Why kill helpless and friendly animals? Why subject them to the pain and terror of the slaughterhouse when there is so much goodness to eat from the clean earth? Why take a life away when we can eat fruit off the trees, and all the bounty of the harvest? Why all this violence in the name of good eating? Why not have mercy? The pure in mind do not kill, and the pure in body do not need to kill. Think, do think, about it first the next time you cut a piece of steak and carry it on your fork to your mouth; think of the animal who died in pain to provide you with this supper of yours. Are you sure it is worth it? And are fruit and vegetables and nuts not more pleasant to handle than wet and bleeding pieces of a dead animal?

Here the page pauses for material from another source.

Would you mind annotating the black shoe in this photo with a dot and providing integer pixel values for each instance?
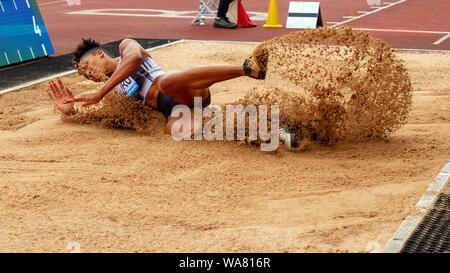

It is interesting to note that once a person becomes a vegetarian and knows the health and purity which results from eating good and pure food, he seldom if ever reverts back to the lower type of food. As he grows spiritually, man ceases to desire flesh foods. Thus man’s choice of foods is directly influenced by his degree of mental purity.

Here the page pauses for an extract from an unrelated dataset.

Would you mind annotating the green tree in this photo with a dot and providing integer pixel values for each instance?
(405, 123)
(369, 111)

And so the Yoga diet is simply to keep as closely as possible to natural foods. This means plenty of nuts, whole cereals, and fresh fruits and juices. From these man can get all the vitamins, proteins, carbohydrates and minerals he needs. From these also he has the means whereby to nourish the cells of the body without overburdening the system with unnatural and alien foods and drinks. It should be noted that even the most perfect system cannot work to the maximum of its efficiency when it is fed with unnatural foods.